Version: 1.0

Model configuration

This part of configuration defines how to configure the Executor (e.g. Flink job) and its components for a given scenario type. It is processed not only at the Designer but also passed to the execution engine (e.g. Flink), that’s why it’s parsed and processed a bit differently:

Defaults can be defined in defaultModelConfig.conf. Standard deployment (e.g. with docker sample) has it here.
defaultModelConfig.conf is currently resolved both on designer (to extract information about types of data or during scenario testing) and on execution engine (e.g. on Flink). That’s why all environment variables used there have to be defined also on all Flink hosts (!). This is a technical limitation and may change in the future.
Some Components can use a special mechanism which resolves and adds additional configuration during deployment, which is then passed to the execution engine. Such configuration is read and resolved only at the designer. Example: OpenAPI enrichers need to read its definition from external sites - so e.g. Flink cluster does not have to have access to the site with the definition.

Common settings settings

Parameter name	Importance	Type	Default value	Description
timeout	Medium	duration	10s	Timeout for invocation of scenario part (including enrichers)
asyncExecutionConfig.bufferSize	Low	int	200	Buffer size used for async I/O
asyncExecutionConfig.workers	Low	int	8	Number of workers for thread pool used with async I/O
asyncExecutionConfig.defaultUseAsyncInterpretation	Medium	boolean	true	Should async I/O be used by scenarios by default - if you don't use many enrichers etc. you may consider setting this flag to false
checkpointConfig.checkpointInterval	Medium	duration	10m	How often should checkpoints be performed by default
checkpointConfig.minPauseBetweenCheckpoints	Low	duration	checkpointInterval / 2	Minimal pause between checkpoints
checkpointConfig.maxConcurrentCheckpoints	Low	int	1	Maximum concurrent checkpoints setting
checkpointConfig.tolerableCheckpointFailureNumber	Low	int		Tolerable failed checkpoint setting
rocksDB.enable	Medium	boolean	true	Enable RocksDB state backend support
rocksDB.incrementalCheckpoints	Medium	boolean	true	Should incremental checkpoints be used
rocksDB.dbStoragePath	Low	string		Allows to override RocksDB local data storage
enableObjectReuse	Low	boolean	true	Should allow object reuse
nkGlobalParameters.explicitUidInStatefulOperators	Low	boolean	true	Should consistent operator uids be used
nkGlobalParameters.useTypingResultTypeInformation	Low	boolean	true	Enables using Nussknacker additional typing information for state serialization. It makes serialization much faster, currently consider it as experimental
eventTimeMetricSlideDuration	Low	duration	10 seconds	We use sliding window reservoir sampling for some metrics, this configures slide length
nodeCategoryMapping	Low	map		Override default grouping of basic nodes and components in toolbox categories. Component names are keys, while values are toolbox categories (e.g. sources, enrichers etc.)

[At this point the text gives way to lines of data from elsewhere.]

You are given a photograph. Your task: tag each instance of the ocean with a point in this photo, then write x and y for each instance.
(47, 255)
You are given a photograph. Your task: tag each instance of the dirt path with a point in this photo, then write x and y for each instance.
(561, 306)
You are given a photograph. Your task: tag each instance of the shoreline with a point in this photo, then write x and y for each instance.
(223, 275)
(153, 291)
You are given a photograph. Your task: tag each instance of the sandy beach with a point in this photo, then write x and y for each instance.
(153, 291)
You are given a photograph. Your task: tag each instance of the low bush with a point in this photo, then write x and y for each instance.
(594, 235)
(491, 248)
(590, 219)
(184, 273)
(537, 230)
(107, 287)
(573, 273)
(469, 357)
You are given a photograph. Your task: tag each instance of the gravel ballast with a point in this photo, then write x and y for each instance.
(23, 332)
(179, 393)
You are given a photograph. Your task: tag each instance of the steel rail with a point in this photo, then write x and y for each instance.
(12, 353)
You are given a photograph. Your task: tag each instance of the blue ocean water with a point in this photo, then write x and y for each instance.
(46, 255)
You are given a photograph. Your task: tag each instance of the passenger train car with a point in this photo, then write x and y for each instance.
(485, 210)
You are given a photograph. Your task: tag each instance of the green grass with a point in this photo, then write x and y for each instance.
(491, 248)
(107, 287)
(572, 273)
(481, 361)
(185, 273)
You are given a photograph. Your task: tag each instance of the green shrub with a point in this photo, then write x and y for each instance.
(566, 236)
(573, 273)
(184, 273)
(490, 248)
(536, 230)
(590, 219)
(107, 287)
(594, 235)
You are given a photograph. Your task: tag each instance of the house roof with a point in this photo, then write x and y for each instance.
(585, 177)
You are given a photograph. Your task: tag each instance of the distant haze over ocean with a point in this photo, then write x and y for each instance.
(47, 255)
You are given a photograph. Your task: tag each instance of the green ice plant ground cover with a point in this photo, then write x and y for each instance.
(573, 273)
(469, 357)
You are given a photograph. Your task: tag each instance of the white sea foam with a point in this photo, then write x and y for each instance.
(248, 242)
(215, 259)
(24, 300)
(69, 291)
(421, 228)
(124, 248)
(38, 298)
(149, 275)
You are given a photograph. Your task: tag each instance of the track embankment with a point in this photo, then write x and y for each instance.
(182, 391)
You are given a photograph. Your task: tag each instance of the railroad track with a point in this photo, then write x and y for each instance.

Configuring exception handling (Flink only)

Exception handling can be customized using provided EspExceptionConsumer. By default, there are two available:

BrieflyLogging
VerboselyLogging More of them can be added with custom extensions. By default, basic error metrics are collected. If for some reason it's not desirable, metrics collector can be turned off with withRateMeter: false setting.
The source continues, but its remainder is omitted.